The Case for Routine HIV Screening

Routine screening — that is, performing an HIV test for all persons in a defined population — can assist communities in assessing their HIV-prevalence rates. Besides becoming a standard of care, most notably for expectant mothers, HIV testing is becoming part of routine care, and testing is becoming more accessible. Many states are streamlining their HIV testing processes, no longer requiring separate written informed consent or pre- and posttest counseling. (To view your state's testing requirements, visit http://nccc.ucsf.edu/clinical-resources/hiv-aids-resources/state-hiv-testing-laws/.)

Routine testing helps mitigate the stigma that for too long was associated with being HIV-positive. Studies also show that once HIV-infected individuals learn their status, they change their behaviors and take precautions to reduce the chance of transmitting the virus to others. In addition, with advances in treatment, those who are infected can lead long, otherwise healthy lives and bear healthy, uninfected babies.

Clinic managers may want to screen routinely all patients exhibiting such HIV symptoms as fatigue, sore throat, fever or rash. Or a medical inpatient unit manager may wish to order an HIV test for all patients with pneumonia.

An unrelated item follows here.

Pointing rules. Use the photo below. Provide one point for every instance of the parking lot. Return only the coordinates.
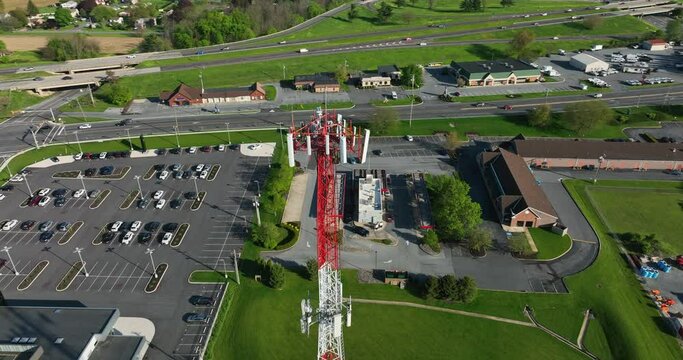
(121, 271)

Cost and Reimbursement Toolkit

The HIV Testing and Screening Cost and Reimbursement Toolkit can help estimate monthly test costs and maximize reimbursement potential, based on each provider's payer mix. The toolkit includes:

  • a chart highlighting which payers (public and private) reimburse for testing and screening
  • a cost calculator to estimate expenses and revenue of a testing program
  • a summary of key issues, questions and resources, including:
  • quality improvement ramifications
  • benefits of early diagnosis
  • community benefit potential

The reduction of AIDS-related deaths in the United States often is hailed as a public health success story. However, the data show that diligence should remain a priority, given that an individual is infected with HIV every 9 ½ minutes in this country. The CDC estimates that every year about 200 children in the United States are born infected with HIV, down from 1,650 in the early 1990s. However, in recent years in the United States, some 8,000 HIV-infected women bear children and some 13,000 to 16,000 people with an AIDS diagnosis die annually.

HIV and AIDS statistics in the United States also paint a picture of racial and ethnic inequity. The CDC reports that although 13 percent of the population is black, of the newly diagnosed HIV-infected individuals, 65 percent of the females are black and 45 percent of the males are black. And AIDS is the number one cause of death for African-American women ages 25 to 44.

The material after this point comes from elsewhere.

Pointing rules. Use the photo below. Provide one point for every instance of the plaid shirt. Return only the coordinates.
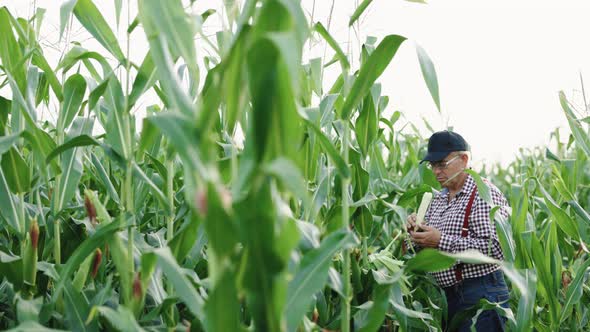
(448, 218)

Whether the goal is to reduce opportunistic infections, mitigate racial inequity, decrease readmissions or lower costs of uncompensated care, the HIV Testing and Screening Cost and Reimbursement Toolkit is a resource that providers can use to improve the health of their communities.

Joan M. Miller, M.H.A., is the executive director of the Association for Healthcare Volunteer Resource Professionals, an AHA affiliate. She previously directed projects on HIV and perinatal prevention for HRET.